George Kennan, who is thought by many to be greatest intellect in American foreign relations history, said that, "foreign-policy problems are always more complicated than Americans, in their native idealism, usually allow." In this era of economic globalization, the same can be said about our economic-policy problems -- and they often seem more complicated than Mr. Obama's own idealism allows and is capable of reacting to.

This tendency to favor rhetoric over action -- what one of his own senior advisors describes as "leading from behind" and Zbigniew Brzezinski describes as "sermonizing rather than strategizing" -- has clearly failed him in creating jobs for the domestic economy and truly reforming the banks and Wall Street. And the compounding factor has been the President's proclivity in many instances to hire poorly and in others to not heed the counsel of the informed people he has hired.

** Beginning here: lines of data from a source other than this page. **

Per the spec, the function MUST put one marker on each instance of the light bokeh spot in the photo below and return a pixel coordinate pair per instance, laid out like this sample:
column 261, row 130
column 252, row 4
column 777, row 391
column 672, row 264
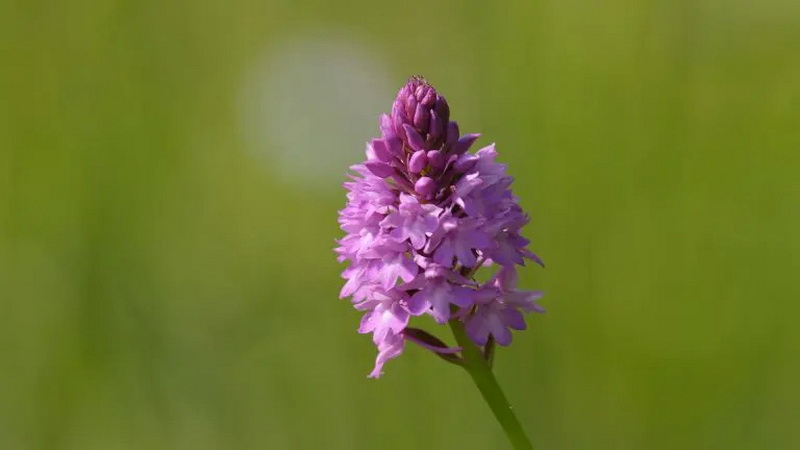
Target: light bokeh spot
column 310, row 103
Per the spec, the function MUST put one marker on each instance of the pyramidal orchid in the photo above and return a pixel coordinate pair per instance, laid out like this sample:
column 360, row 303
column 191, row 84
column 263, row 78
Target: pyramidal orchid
column 424, row 214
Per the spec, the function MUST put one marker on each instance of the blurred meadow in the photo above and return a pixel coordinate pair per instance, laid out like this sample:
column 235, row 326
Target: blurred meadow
column 170, row 174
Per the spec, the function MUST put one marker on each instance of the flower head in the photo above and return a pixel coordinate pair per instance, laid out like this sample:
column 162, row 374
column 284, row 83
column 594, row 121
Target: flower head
column 423, row 214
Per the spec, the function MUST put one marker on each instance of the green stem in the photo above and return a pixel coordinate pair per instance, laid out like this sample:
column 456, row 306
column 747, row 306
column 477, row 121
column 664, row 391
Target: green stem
column 484, row 379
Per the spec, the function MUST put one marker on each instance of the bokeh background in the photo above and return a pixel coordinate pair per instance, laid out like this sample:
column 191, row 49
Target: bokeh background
column 170, row 175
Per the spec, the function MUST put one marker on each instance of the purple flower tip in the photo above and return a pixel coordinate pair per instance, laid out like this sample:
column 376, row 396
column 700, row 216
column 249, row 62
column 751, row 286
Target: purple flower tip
column 422, row 216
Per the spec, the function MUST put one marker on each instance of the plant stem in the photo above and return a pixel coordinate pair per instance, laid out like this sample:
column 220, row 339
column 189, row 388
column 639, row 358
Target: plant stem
column 484, row 379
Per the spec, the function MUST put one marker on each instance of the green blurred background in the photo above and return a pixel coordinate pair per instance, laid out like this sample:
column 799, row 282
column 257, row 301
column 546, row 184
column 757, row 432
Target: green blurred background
column 170, row 175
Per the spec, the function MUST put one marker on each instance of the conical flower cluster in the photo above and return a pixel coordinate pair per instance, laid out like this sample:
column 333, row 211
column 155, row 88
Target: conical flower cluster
column 423, row 214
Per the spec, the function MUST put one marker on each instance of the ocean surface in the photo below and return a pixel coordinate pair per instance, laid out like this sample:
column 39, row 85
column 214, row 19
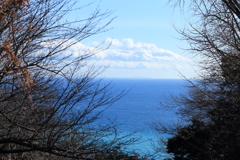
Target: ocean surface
column 141, row 107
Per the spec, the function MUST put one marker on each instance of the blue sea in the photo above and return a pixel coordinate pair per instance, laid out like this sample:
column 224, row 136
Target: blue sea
column 141, row 107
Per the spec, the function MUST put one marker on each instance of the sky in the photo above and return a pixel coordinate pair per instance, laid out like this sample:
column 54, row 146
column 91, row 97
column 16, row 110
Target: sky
column 144, row 41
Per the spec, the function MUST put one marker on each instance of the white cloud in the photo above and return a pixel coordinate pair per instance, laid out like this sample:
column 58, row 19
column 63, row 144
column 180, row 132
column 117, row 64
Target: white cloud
column 142, row 58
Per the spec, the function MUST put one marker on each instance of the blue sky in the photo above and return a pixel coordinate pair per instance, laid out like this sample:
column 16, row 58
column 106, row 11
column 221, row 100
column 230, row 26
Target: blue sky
column 144, row 41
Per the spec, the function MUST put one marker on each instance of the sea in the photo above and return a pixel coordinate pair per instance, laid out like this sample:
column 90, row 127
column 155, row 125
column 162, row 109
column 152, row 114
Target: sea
column 142, row 106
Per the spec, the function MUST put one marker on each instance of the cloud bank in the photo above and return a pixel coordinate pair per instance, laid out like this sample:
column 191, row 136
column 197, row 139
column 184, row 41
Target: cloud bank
column 127, row 58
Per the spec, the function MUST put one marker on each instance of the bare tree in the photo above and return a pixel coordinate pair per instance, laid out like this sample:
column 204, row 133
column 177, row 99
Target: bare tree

Clearly, President Obama was dazzling in his decision making to send U.S. Navy SEAL Team Six to get Osama bin Laden. In helping to develop and oversee this sensitive, risky operation, Mr. Obama showed that in his own calm, rational way he can decisively lead when he sets his mind to tackling a major challenge.

It's now time for Mr. Obama to adopt this same laser-like focus on creating jobs in America on the scale that is so badly needed. And may his great success last week be a permanent catalyst in his evolution as a leader. If he seriously addresses this challenge, it will carry forward the clear mandate the American people gave him in 2008 and lead to his earning -- and very much deserving -- a second term in the White House.

Leo Hindery, Jr. is Chairman of the US Economy/Smart Globalization Initiative at the New America Foundation and a member of the Council on Foreign Relations. Currently an investor in media companies, he is the former CEO of Tele-Communications, Inc. (TCI), Liberty Media and their successor AT&T Broadband. He also serves on the Board of the Huffington Post Investigative Fund.